Bayes’ Rule calculation for Cellulite DX:
Given:
Prevalence = 65%
Sensitivity = 84%
Specificity = 26%
Method 1: Out of 100 women
Assume 100 women.
65 have cellulite
35 do not have cellulite
Among the 65 with cellulite:
84% test positive → 55 true positives
16% test negative → 10 false negatives
Among the 35 without cellulite:
26% test negative → 9 true negatives
74% test positive → 26 false positives
Totals:
Positive tests = 55 + 26 = 81
Negative tests = 9 + 10 = 19
Positive Predictive Value (PPV):
55 / 81 ≈ 68%
Negative Predictive Value (NPV):
9 / 19 ≈ 47%
Method 2: Formal Bayes Rule formula
PPV = [Sensitivity × Prevalence] / [(Sensitivity × Prevalence) + ((1 − Specificity) × (1 − Prevalence))]
PPV = (0.84 × 0.65) / [(0.84 × 0.65) + (0.74 × 0.35)]
PPV = 0.546 / (0.546 + 0.259)
PPV = 0.678 = 68%
NPV = [Specificity × (1 − Prevalence)] / [(Specificity × (1 − Prevalence)) + ((1 − Sensitivity) × Prevalence)]
NPV = (0.26 × 0.35) / [(0.26 × 0.35) + (0.16 × 0.65)]
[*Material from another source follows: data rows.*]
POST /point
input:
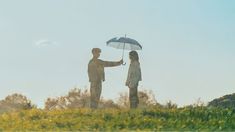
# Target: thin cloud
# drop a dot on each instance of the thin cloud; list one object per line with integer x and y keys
{"x": 45, "y": 43}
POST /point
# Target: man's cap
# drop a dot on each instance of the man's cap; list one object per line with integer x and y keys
{"x": 96, "y": 50}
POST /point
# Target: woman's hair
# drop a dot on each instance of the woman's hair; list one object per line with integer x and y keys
{"x": 134, "y": 56}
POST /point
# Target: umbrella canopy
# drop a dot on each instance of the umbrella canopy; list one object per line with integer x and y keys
{"x": 124, "y": 43}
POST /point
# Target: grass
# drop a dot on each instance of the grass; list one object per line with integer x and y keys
{"x": 183, "y": 119}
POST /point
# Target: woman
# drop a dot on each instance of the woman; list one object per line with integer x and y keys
{"x": 133, "y": 78}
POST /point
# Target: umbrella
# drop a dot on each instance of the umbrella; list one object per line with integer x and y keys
{"x": 124, "y": 43}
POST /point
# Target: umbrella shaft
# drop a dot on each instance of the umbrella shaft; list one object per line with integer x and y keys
{"x": 123, "y": 50}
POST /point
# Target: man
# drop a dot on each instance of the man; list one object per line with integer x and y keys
{"x": 96, "y": 75}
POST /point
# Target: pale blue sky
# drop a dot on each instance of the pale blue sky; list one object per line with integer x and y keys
{"x": 188, "y": 46}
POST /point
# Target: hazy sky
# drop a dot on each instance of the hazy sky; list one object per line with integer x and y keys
{"x": 188, "y": 46}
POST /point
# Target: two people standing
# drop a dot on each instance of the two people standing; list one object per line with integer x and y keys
{"x": 97, "y": 76}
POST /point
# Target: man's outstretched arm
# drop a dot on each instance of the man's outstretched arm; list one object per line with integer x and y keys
{"x": 111, "y": 63}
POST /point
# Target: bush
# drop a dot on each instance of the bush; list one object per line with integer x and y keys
{"x": 15, "y": 102}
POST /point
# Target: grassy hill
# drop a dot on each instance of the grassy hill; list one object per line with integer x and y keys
{"x": 188, "y": 118}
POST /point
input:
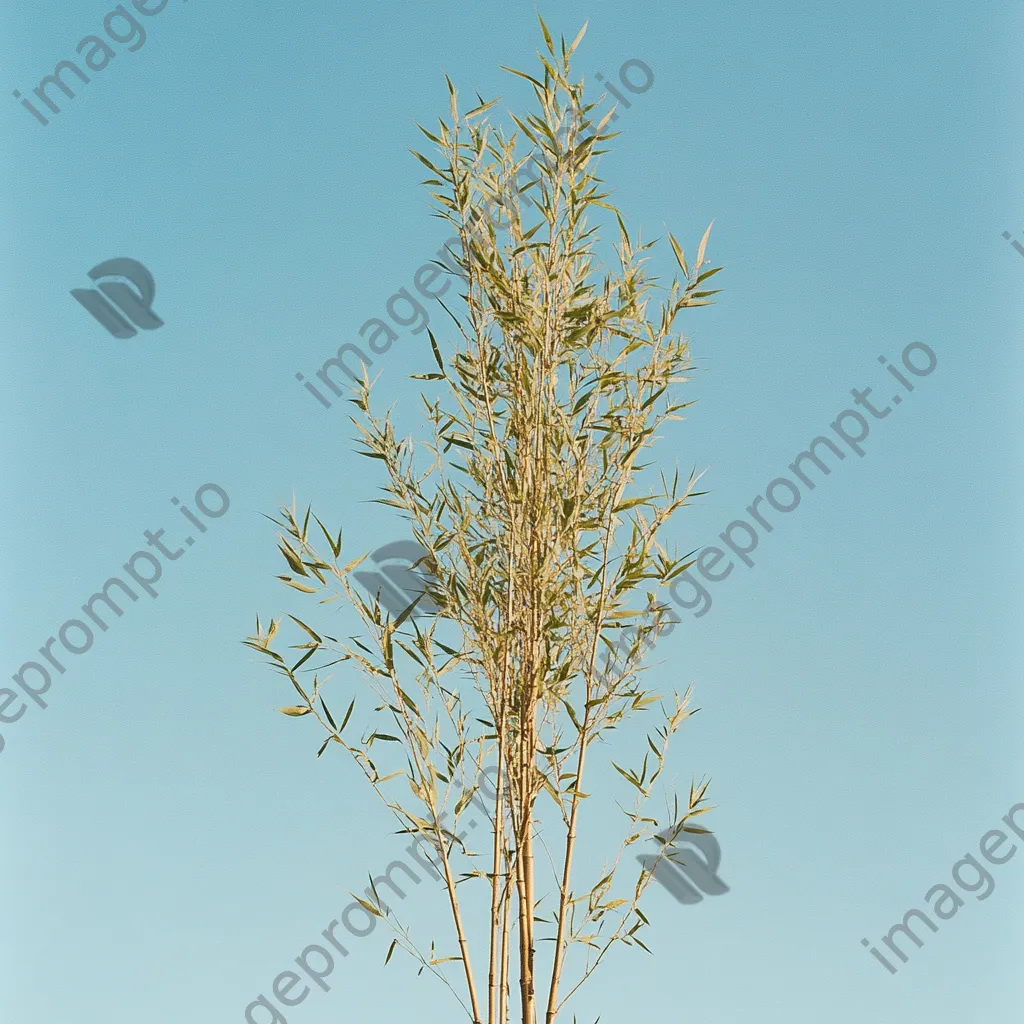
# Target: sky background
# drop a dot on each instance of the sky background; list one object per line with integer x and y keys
{"x": 169, "y": 844}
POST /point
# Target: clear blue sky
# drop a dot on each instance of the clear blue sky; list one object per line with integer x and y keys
{"x": 169, "y": 844}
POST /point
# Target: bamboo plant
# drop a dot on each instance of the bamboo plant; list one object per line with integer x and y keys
{"x": 542, "y": 528}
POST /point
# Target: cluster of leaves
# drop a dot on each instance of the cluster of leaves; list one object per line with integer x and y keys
{"x": 545, "y": 564}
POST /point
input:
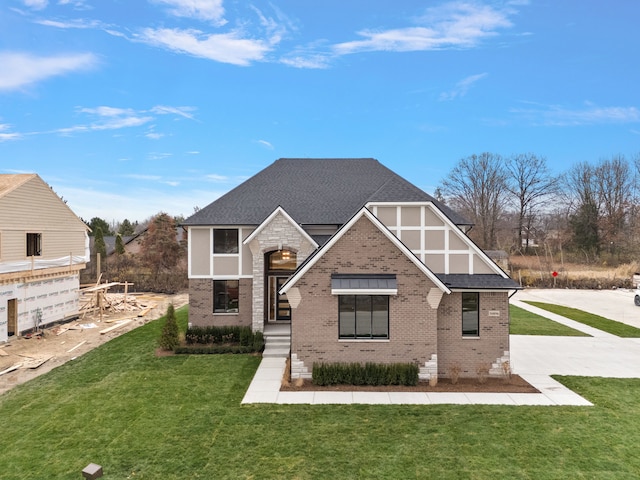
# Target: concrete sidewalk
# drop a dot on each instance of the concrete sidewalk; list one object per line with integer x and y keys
{"x": 265, "y": 388}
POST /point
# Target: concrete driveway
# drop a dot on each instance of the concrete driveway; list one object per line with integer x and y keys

NPV = 0.091 / (0.091 + 0.104)
NPV = 0.467 = 47%
Likelihood ratios
Likelihood ratios tell you how a test result changes the odds of having a condition. A positive likelihood ratio tells you how much to multiply the odds after a positive test, and a negative likelihood ratio tells you how much to multiply the odds after a negative test.
Start by converting probabilities to odds:
Baseline (65%):
0.65 / 0.35 = 1.86
After a positive test (68%):
0.68 / 0.32 = 2.13
After a negative test (53%):
0.53 / 0.47 = 1.13
Now compare to baseline:
Positive likelihood ratio = 2.13 / 1.86 ≈ 1.14
Negative likelihood ratio = 1.13 / 1.86 ≈ 0.61
So a positive test barely increases the odds (multiplies them by about 1.14), and a negative test reduces them a bit (to about 0.61 times what they were). That’s why this test doesn’t provide much useful information.
The Biological Psychiatry paper split the data into a training set and a test set to identify biomarker signatures. That’s good practice—it helps reduce overfitting (i.e., chasing noise in the data). But it doesn’t eliminate the problem entirely, especially if the initial signal is weak or the model is complex.